In October a video emerged in which Trump bragged that his stardom meant women let him “grab them by the pussy—you can do anything.” Plenty of women, of course, would beg to differ, and before month’s end a dozen had come forward alleging they had experienced or seen inappropriate behavior from the candidate first-hand. (Trump said they lied and that he would sue some of them.)
On Nov. 26 Duterte admitted he sometimes spanks female security staff in Malacañang Palace, the White House of the Philippines. Demonstrating how he spanks them with a folder, he said, “I spank them on their bottoms in Malacañang if I’m ill-tempered. I get my folder and tell them, ‘You’re part of the problem.’”
“It’s done jokingly,” he said.
He added that Western mores and “modern times” mean “our lives are no longer fun.”
Duterte was speaking at an alumni homecoming of the San Beda College of Law in Manila, from which he graduated in the early 1970s.

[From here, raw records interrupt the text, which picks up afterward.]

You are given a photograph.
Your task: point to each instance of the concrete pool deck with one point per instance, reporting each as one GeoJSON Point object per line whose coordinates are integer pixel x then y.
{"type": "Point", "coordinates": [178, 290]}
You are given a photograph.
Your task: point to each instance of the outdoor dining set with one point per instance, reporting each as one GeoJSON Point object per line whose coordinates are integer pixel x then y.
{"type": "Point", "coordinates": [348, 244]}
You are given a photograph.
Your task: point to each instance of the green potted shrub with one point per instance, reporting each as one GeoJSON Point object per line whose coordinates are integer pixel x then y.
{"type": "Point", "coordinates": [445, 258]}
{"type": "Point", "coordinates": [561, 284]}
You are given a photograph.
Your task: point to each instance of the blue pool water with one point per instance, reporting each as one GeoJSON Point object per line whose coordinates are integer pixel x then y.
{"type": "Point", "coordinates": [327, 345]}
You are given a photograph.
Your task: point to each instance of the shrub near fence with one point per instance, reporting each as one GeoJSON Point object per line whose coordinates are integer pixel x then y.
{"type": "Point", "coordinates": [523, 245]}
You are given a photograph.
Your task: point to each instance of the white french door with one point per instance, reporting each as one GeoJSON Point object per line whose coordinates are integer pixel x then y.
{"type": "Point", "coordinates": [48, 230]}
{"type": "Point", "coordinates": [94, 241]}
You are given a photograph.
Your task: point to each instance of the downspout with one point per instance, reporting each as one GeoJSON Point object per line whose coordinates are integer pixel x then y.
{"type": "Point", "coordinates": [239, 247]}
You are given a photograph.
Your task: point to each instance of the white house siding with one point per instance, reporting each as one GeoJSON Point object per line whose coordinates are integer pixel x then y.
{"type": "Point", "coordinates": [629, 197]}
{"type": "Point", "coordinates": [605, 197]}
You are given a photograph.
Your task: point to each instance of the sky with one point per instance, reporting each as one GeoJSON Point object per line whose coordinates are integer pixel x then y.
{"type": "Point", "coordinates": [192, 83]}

Also like Trump, Duterte seems to be able to get away with comments and behavior that would ruin the political careers of others. As a presidential candidate in April, he joked about Jacqueline Hamill, a Protestant missionary from Sydney who in 1989 was gang-raped and brutally killed in Davao City, where Duterte was mayor. “I was angry because she was raped, that’s one thing,” he said. “But she was so beautiful, the mayor should have been first. What a waste.”
Duterte faced international condemnation for the comments, which also became linked to the social media hashtag #RapeIsNotAJoke.
Like Trump, however, Duterte nevertheless became president.